I was originally going to post Part 2 of an interview with Dr. Sanford Miller, a senior fellow at the University of Maryland Center for Food, Nutrition and Agriculture Policy. A new lettuce recall will delay this post by a day. (Click here to read Part 1.)

The Nunes Co. of Salinas, California, has initiated a voluntary recall of green-leaf lettuce designated by the code 6SL0024, which was sold Oct. 3–6 under the Foxy brand. This lettuce may be contaminated with E. coli, the company states, although no illnesses have been reported.

The lettuce was distributed in Arizona, California, Nevada, Washington, Oregon, Idaho and Montana. It was sold to retail stores and distributors who may have sold it to restaurants.

The recall was initiated when company reps discovered that water used to irrigate the lettuce may have been contaminated with E. coli. Subsequent investigation indicated the problems were caused by temporary use of a secondary water source, initially testing positive for E. coli.

Consumers who have bought the lettuce are urged to return it to the place of purchase for a full refund. Those with questions may contact the company at (800) 695-5012.

“This is a precautionary measure based upon the recent events in the produce industry and our concern for our customers,” company president Tom Nunes Jr. told the Los Angeles Times. “No other products except green-leaf lettuce are a part of this recall.”

Nunes supplies organic bagged vegetables under the Foxy brand—broccoli florets, broccoli slaw, broccoli/cauliflower vegetable medley, among others—to supermarkets, but they are not part of this recall.

The FDA issued the following statement yesterday: “Based on current information about the scope of this E. coli contamination, FDA views the firm’s prompt action as commendable, because it is better to be cautious than to potentially put consumers at risk of contracting a serious foodborne illness. As FDA becomes aware of additional information about the contamination of the water supply that triggered the current voluntary recall, including the results of additional ongoing tests, the agency will make this information available to the public immediately.
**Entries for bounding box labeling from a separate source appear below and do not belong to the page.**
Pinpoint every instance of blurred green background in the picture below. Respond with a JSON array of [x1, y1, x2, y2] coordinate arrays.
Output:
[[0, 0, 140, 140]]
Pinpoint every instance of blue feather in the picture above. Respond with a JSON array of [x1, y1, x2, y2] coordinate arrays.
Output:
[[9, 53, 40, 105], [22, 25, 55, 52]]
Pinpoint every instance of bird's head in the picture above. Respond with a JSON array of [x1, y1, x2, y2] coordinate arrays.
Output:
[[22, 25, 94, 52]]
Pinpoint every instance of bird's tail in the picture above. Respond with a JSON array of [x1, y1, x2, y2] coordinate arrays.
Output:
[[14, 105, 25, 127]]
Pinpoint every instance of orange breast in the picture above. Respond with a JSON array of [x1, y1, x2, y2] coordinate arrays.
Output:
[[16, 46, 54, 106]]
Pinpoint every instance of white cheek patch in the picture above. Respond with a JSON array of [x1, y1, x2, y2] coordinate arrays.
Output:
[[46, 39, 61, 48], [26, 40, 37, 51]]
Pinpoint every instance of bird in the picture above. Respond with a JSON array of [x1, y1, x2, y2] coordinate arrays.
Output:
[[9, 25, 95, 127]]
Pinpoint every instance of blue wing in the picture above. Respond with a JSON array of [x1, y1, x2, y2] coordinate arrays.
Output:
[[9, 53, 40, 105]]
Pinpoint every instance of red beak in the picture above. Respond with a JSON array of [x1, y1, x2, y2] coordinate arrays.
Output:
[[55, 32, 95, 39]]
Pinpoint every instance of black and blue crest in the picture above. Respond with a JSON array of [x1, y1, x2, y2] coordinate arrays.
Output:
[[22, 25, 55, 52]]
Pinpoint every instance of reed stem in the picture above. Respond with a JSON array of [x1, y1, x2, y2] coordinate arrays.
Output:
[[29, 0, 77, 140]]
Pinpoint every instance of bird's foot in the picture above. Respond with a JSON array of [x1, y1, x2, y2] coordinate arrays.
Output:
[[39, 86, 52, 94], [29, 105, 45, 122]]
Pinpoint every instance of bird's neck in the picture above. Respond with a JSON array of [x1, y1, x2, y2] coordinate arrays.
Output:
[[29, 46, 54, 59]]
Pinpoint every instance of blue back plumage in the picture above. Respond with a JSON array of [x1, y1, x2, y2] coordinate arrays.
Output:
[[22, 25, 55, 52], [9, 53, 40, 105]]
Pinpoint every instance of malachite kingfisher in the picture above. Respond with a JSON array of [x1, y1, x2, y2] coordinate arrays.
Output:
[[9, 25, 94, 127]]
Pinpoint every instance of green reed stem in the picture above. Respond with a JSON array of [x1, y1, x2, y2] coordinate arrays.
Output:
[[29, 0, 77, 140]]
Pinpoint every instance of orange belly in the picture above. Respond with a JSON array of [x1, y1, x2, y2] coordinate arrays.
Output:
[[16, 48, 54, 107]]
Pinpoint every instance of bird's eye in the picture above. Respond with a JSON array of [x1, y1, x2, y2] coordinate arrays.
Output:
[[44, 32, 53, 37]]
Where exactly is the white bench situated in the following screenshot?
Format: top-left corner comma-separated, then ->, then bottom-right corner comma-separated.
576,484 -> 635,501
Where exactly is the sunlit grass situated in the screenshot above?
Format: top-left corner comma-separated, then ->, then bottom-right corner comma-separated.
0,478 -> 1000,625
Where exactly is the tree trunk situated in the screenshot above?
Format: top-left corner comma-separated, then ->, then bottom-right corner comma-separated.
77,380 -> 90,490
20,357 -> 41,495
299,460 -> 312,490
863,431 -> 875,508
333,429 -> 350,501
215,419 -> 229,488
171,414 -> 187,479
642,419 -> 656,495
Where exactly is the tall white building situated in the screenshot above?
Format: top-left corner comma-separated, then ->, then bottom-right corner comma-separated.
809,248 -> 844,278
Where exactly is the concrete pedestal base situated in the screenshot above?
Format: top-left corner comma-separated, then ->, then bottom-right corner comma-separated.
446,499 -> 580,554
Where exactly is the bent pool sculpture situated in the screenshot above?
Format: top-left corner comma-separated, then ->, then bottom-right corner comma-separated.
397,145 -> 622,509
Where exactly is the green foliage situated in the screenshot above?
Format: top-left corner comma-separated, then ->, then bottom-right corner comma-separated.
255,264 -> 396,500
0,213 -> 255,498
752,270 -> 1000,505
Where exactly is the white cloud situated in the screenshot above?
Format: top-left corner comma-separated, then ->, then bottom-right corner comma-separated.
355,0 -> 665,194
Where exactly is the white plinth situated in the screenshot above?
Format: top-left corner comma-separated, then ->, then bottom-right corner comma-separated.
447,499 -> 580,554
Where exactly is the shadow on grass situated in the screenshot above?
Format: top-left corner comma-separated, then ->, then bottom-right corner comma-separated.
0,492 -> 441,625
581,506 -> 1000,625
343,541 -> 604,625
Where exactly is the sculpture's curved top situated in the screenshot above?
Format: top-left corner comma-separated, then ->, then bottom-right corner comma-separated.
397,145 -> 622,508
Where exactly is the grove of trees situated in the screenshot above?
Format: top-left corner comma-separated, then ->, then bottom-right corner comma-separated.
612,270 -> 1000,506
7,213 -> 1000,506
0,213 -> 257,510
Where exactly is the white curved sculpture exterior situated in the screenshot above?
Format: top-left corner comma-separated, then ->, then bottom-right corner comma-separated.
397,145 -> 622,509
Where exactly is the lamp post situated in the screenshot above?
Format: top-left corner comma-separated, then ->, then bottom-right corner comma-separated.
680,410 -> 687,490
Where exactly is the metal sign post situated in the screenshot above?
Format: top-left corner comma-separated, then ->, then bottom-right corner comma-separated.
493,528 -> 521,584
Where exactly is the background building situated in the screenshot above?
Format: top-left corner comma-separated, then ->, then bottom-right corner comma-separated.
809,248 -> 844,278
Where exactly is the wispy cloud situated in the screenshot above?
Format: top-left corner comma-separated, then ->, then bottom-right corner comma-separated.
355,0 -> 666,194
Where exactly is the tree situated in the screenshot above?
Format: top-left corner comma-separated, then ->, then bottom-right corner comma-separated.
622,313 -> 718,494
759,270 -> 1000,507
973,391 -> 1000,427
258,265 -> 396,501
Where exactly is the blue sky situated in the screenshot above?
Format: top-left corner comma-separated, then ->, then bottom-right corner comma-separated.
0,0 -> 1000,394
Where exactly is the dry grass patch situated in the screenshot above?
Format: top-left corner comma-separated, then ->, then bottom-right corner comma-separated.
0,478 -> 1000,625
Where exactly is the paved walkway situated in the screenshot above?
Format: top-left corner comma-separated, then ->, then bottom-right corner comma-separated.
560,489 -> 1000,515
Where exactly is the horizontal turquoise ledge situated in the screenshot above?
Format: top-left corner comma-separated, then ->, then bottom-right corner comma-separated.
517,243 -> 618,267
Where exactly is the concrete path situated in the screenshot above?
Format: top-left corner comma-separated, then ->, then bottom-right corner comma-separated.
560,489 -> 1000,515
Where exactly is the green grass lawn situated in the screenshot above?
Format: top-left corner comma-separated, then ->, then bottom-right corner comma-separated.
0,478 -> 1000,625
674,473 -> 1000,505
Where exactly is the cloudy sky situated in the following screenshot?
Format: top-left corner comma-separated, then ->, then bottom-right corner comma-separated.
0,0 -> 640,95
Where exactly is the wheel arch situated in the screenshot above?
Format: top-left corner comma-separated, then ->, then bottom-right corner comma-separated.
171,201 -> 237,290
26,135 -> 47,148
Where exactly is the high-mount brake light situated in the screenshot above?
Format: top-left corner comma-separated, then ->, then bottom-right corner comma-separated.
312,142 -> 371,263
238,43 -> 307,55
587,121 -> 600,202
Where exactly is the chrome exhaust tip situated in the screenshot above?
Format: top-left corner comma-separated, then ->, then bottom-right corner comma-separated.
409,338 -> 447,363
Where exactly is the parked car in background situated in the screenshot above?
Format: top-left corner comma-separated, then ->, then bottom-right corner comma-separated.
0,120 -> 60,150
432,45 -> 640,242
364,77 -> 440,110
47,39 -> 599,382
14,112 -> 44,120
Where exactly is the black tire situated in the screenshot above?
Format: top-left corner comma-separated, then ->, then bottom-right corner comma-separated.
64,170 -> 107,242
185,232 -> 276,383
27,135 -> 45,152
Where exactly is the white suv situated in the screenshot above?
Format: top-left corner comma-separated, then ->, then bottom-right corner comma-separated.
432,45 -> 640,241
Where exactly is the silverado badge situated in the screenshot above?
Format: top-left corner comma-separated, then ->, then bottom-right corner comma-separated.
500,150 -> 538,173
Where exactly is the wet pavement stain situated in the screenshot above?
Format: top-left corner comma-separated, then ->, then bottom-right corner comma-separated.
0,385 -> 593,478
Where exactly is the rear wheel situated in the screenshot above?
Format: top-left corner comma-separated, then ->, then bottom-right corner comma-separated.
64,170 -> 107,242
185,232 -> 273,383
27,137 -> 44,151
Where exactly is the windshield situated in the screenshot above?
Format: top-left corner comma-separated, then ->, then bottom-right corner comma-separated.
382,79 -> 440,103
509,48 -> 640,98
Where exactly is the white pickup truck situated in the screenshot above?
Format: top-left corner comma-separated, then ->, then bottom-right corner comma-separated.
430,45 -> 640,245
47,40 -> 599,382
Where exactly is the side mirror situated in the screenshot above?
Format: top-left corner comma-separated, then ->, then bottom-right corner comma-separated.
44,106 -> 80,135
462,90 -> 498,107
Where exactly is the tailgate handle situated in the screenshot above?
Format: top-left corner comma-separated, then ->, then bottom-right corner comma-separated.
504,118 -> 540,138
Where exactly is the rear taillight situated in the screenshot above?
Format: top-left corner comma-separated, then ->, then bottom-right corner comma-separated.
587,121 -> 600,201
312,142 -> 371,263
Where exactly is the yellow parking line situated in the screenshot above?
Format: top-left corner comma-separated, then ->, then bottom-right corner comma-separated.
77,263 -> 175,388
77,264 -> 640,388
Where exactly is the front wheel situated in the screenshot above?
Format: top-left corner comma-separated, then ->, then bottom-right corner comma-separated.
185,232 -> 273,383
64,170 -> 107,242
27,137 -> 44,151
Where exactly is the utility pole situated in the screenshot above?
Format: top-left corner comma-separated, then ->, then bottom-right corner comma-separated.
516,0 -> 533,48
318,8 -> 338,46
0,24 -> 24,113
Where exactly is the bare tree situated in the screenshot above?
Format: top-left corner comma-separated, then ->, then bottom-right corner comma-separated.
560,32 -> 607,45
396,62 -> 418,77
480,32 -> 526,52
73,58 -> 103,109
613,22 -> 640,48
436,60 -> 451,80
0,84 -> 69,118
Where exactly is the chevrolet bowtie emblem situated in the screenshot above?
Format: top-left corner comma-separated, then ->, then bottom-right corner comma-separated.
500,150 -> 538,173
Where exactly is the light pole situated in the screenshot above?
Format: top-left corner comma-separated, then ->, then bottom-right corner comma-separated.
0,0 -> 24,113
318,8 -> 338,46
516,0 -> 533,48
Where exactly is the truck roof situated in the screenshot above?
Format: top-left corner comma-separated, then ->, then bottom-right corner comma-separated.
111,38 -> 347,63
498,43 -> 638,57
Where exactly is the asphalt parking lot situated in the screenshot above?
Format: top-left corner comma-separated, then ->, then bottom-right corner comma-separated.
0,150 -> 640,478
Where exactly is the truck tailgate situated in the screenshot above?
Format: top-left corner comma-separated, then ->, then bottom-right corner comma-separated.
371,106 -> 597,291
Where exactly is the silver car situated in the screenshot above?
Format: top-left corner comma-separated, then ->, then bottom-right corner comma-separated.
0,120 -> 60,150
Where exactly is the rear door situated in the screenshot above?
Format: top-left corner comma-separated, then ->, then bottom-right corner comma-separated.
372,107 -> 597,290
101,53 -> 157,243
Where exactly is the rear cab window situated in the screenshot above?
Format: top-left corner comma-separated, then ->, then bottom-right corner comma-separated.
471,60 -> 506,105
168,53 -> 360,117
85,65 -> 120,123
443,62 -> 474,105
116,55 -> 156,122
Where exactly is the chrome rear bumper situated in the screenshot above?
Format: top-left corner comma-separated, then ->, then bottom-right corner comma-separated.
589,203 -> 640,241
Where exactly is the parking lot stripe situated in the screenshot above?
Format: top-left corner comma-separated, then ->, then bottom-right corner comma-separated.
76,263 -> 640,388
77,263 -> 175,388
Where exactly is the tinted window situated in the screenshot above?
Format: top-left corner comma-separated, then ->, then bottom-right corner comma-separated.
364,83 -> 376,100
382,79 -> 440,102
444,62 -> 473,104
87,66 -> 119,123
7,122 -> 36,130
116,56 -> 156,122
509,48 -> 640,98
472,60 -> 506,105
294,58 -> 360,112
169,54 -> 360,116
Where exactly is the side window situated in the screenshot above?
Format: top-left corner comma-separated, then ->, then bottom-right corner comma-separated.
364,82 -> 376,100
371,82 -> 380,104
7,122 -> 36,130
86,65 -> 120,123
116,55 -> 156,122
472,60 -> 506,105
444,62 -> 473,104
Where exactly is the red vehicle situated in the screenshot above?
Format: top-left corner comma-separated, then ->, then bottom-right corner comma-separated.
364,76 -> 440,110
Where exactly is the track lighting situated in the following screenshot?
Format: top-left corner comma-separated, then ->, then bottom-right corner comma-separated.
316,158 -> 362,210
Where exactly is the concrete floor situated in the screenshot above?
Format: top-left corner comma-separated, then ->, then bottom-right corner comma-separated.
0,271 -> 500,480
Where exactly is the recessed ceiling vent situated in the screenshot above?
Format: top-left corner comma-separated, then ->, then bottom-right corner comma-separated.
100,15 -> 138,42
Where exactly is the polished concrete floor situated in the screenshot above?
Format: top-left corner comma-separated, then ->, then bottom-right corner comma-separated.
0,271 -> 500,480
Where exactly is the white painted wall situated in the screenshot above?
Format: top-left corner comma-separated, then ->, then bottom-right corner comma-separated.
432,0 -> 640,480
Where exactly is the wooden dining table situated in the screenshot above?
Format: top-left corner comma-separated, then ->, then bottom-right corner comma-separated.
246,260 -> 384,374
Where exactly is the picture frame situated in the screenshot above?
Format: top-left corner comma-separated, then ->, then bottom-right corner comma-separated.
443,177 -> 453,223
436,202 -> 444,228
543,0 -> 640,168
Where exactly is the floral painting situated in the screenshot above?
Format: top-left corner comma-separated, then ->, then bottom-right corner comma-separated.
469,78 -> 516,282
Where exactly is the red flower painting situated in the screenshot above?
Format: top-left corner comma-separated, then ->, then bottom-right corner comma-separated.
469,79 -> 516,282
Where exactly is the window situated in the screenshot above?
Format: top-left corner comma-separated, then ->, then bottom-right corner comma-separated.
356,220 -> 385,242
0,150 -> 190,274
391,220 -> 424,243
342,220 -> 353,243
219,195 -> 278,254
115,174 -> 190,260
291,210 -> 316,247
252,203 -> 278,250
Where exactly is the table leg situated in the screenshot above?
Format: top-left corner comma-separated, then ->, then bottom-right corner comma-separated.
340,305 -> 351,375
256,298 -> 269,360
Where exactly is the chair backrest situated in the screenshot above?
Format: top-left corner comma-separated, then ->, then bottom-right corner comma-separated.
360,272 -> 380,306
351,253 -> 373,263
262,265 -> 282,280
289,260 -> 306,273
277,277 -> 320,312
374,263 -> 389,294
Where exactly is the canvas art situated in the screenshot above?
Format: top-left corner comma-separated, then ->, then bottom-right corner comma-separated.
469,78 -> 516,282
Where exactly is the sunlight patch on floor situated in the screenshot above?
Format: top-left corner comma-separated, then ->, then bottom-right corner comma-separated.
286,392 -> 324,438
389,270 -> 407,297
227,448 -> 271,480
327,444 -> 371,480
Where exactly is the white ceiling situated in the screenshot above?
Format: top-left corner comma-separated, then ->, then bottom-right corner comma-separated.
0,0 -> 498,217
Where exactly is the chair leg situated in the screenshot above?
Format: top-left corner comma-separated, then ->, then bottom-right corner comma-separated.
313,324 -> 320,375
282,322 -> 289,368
“Fresh leafy greens grown and consumed in the United States are safe,” the FDA adds. “Every year there are many thousands of pounds of fresh leafy greens such as lettuce and spinach grown in the United States and consumed by the public with no consequent illness. However, outbreaks do occur, such as the recent E. coli O157:H7 outbreak linked to raw spinach, and there is a need to do everything possible to minimize the likelihood of further outbreaks and prevent serious illness. For this reason, FDA has taken a number of actions in recent years, in partnership with its sister agencies, to improve the safety of fresh leafy greens and is working on additional steps. From farm to table, everyone has a responsibility to ensure food safety, including growers, processors, distributors, retailers and consumers, and government.”